Background Aortic pulse wave velocity (APWV), a marker of arterial stiffness, was found to be a good predictor for the presence of incipient vascular disease and cardiovascular events in observational studies. APWV measured by echo Doppler is a simple and readily available method comparable with other costlier and complex modalities of APWV measurement like MRI, Complior method or applanation tonometry.
Aims and objectives No previous studies have demonstrated a relationship between APWV findings and the complexity of coronary artery disease (CAD). Our aim was to examine the relationship between APWV findings and the severity of SYNTAX scores (SX scores).

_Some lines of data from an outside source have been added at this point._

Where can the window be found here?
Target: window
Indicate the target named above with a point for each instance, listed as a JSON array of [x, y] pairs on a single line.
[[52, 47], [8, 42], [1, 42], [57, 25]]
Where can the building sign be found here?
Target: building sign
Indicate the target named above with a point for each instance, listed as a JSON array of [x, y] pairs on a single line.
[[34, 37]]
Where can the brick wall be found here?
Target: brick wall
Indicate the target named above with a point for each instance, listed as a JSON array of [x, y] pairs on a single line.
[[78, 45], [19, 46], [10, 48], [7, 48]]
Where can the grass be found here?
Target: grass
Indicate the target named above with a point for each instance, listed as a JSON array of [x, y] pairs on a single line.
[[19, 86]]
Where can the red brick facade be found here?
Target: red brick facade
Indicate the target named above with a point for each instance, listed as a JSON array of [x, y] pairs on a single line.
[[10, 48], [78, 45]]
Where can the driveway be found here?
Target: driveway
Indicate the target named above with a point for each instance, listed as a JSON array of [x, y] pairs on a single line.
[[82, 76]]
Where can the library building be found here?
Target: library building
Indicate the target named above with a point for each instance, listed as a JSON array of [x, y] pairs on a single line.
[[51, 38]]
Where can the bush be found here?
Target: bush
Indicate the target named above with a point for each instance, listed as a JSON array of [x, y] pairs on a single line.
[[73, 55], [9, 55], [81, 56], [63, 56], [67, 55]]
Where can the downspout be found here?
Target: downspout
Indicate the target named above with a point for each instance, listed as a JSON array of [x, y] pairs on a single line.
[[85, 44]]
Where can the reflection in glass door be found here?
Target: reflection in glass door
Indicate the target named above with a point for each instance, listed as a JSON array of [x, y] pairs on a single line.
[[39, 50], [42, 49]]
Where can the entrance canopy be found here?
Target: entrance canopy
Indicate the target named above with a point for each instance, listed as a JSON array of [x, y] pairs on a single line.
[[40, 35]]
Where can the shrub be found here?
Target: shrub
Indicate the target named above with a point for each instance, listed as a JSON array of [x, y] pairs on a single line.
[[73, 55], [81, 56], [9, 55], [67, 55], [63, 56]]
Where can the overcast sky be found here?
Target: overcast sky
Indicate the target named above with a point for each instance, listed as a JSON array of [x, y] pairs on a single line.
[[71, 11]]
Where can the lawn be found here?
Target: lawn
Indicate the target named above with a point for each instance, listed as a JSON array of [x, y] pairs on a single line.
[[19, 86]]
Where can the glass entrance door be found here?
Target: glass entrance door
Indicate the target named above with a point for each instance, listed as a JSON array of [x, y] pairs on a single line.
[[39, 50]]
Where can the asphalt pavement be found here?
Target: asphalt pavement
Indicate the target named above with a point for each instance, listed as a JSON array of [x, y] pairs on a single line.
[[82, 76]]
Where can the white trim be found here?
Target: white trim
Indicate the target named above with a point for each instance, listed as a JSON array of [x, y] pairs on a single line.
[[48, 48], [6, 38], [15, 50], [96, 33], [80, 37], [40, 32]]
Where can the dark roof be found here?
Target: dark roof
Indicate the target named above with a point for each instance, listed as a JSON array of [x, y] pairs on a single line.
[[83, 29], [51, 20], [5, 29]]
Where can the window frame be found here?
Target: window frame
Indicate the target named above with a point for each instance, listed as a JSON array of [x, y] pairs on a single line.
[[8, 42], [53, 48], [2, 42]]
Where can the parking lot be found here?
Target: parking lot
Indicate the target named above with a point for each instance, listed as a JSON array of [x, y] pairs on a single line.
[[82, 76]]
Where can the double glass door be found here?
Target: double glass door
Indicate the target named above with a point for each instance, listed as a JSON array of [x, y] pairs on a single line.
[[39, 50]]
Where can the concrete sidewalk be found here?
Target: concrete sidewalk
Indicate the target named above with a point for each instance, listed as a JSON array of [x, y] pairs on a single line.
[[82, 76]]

Methods 500 patients who had undergone APWV measurements and elective coronary angiography from September 2012 to June 2013 were taken. Pulsed Doppler ultrasound (6.6 MHZ) probe with ECG synchronisation was used to calculate APWV. SYNTAX scoring was performed by observers who were blinded to APWV values.

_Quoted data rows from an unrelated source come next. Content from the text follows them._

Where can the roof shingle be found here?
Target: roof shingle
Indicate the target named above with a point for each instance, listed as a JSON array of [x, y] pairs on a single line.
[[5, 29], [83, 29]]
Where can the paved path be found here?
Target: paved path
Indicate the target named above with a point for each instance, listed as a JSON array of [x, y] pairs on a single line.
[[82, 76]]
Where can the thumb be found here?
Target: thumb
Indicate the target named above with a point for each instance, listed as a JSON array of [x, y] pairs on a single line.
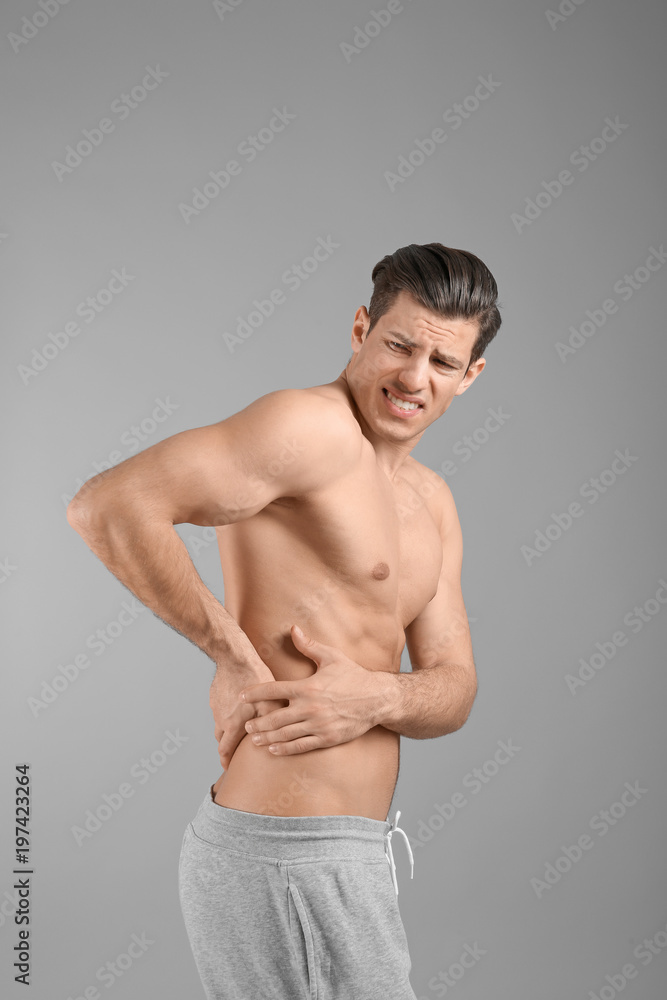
[[311, 648]]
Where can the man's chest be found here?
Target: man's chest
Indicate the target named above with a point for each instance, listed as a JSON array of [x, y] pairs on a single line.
[[379, 538]]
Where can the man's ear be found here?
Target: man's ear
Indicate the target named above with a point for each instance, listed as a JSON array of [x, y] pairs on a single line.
[[360, 328], [475, 369]]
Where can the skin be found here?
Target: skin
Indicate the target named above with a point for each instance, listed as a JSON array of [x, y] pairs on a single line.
[[324, 521]]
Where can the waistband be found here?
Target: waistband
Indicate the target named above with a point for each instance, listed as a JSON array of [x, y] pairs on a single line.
[[292, 838]]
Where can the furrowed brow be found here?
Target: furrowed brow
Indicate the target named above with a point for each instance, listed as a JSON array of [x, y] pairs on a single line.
[[448, 358]]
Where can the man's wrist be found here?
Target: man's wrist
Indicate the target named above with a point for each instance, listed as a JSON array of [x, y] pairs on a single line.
[[387, 699]]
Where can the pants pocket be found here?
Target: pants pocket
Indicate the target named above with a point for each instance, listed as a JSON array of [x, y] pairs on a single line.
[[303, 940]]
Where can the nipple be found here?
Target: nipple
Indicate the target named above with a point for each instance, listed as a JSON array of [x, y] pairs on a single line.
[[380, 571]]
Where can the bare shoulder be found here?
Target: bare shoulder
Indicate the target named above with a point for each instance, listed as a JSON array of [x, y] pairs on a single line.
[[435, 493], [310, 411], [318, 427]]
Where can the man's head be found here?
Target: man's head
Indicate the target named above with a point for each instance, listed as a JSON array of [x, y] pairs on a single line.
[[432, 314]]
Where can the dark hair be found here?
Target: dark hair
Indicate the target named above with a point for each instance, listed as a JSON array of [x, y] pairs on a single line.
[[453, 283]]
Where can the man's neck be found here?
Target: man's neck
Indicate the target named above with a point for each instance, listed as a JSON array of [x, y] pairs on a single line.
[[391, 455]]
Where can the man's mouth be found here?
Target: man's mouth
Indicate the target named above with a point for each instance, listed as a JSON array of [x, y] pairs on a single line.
[[402, 404]]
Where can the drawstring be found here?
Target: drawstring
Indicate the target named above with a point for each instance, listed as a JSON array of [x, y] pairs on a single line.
[[395, 828]]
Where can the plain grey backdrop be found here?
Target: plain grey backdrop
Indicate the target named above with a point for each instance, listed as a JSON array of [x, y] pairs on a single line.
[[533, 136]]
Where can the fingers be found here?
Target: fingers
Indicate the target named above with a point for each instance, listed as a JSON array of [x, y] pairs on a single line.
[[270, 691], [301, 745], [273, 723]]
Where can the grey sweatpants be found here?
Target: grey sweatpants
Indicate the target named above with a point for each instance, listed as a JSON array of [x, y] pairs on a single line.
[[292, 907]]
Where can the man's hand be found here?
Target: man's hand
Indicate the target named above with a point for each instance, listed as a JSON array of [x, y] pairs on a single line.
[[229, 713], [338, 703]]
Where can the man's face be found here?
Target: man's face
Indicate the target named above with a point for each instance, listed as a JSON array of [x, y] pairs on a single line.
[[414, 356]]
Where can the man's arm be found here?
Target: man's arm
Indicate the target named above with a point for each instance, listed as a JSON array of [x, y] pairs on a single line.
[[343, 700], [437, 696], [212, 475]]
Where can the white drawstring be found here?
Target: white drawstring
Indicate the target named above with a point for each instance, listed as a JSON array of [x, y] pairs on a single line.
[[395, 828]]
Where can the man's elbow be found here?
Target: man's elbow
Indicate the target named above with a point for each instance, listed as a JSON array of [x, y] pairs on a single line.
[[467, 703], [83, 510]]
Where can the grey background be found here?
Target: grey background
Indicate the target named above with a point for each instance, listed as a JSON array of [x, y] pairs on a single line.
[[162, 338]]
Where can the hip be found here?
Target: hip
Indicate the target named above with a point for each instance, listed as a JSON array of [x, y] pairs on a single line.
[[357, 778]]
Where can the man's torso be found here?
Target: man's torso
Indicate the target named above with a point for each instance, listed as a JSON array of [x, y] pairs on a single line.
[[353, 564]]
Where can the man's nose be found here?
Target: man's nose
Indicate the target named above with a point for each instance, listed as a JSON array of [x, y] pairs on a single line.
[[412, 374]]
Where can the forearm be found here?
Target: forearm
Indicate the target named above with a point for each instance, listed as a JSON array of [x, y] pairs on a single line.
[[428, 702], [151, 560]]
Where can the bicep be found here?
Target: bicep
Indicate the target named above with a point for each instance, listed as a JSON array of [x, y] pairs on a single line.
[[440, 633], [227, 471]]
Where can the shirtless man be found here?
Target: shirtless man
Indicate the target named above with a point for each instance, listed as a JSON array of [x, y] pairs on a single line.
[[324, 523]]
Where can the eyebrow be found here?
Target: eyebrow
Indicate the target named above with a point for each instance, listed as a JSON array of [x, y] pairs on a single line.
[[449, 358]]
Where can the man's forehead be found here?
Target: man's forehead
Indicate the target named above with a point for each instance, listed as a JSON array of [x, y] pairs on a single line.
[[409, 317]]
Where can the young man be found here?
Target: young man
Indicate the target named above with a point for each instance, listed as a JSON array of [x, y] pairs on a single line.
[[337, 549]]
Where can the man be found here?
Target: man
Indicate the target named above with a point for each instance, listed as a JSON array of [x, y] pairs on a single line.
[[337, 549]]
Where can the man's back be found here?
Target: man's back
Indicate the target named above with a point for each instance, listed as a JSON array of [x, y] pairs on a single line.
[[352, 562]]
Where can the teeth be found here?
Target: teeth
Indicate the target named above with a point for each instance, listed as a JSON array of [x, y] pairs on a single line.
[[401, 403]]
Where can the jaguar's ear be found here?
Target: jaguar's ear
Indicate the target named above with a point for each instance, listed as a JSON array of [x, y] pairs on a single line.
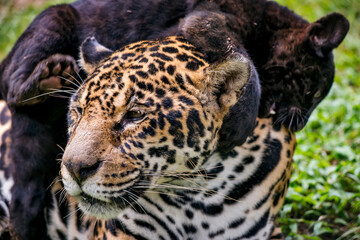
[[327, 33], [232, 82], [91, 53], [223, 83]]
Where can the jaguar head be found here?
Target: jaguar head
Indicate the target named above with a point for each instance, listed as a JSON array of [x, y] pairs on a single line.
[[146, 113]]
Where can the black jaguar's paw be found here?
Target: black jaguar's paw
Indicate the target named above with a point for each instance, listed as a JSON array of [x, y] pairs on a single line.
[[49, 76]]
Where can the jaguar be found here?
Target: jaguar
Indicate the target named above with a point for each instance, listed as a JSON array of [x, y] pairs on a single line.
[[293, 57], [142, 159]]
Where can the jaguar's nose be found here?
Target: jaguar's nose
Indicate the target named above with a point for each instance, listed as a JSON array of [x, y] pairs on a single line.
[[82, 170]]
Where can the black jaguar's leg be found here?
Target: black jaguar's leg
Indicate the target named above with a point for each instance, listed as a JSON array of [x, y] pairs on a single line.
[[50, 75], [43, 53], [33, 154], [42, 58]]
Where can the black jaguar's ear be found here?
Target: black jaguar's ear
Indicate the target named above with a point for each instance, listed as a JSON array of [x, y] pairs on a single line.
[[91, 53], [223, 83], [232, 76], [327, 33]]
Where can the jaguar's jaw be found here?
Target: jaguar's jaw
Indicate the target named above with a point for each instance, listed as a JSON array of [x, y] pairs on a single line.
[[99, 205]]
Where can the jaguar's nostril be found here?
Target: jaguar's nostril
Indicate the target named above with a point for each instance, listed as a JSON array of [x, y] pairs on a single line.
[[84, 171]]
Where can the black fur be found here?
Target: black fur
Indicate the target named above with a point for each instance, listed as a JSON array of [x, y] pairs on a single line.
[[259, 25]]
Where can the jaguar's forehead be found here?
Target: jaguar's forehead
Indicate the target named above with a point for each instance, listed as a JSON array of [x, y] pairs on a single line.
[[169, 65]]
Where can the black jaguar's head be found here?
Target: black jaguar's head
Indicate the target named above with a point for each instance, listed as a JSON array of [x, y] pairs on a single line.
[[300, 70]]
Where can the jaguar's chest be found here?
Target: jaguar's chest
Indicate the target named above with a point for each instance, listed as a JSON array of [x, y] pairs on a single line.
[[232, 196]]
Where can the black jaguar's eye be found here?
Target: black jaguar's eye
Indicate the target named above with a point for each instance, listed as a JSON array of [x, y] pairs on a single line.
[[317, 94]]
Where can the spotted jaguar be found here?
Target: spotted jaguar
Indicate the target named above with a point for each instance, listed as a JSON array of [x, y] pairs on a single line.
[[142, 159], [142, 152]]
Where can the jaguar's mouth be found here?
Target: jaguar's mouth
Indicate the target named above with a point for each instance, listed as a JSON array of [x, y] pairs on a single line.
[[111, 206]]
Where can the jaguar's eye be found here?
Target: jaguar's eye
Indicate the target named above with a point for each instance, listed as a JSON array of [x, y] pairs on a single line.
[[78, 110], [134, 115], [317, 94]]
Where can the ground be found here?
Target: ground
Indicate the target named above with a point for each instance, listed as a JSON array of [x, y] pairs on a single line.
[[323, 201]]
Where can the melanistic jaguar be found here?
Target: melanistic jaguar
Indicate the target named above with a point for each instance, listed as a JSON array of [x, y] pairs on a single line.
[[293, 58]]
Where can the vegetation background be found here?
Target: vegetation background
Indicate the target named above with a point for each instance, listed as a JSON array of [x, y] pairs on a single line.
[[323, 201]]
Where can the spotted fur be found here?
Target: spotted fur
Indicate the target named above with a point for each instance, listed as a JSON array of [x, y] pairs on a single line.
[[292, 56], [142, 151], [187, 189]]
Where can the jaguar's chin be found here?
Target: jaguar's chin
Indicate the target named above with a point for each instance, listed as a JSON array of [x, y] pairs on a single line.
[[98, 208], [102, 209]]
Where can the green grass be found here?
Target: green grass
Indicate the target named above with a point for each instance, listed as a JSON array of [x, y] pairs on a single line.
[[323, 201]]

Results A significant, nearly linear correlation between APWV and advancing CAD (p<0.0001) was observed. Patients with dual-vessel and triple-vessel disease had significantly higher APWV than patients without CAD. It was also found that mean APWV values were significantly more in patients with high or intermediate SX scores than in patients with low SX scores. The Fischer's linear discriminant analysis showed a cut-off value of APWV for predicting the possibility of having CAD to be >11.5 m/s.
Conclusions APWV has predictive value for the SX score. A positive relation exists between aortic stiffening and coronary atherosclerosis and APWV measured by 2D Doppler is a good predictor of advancing CAD.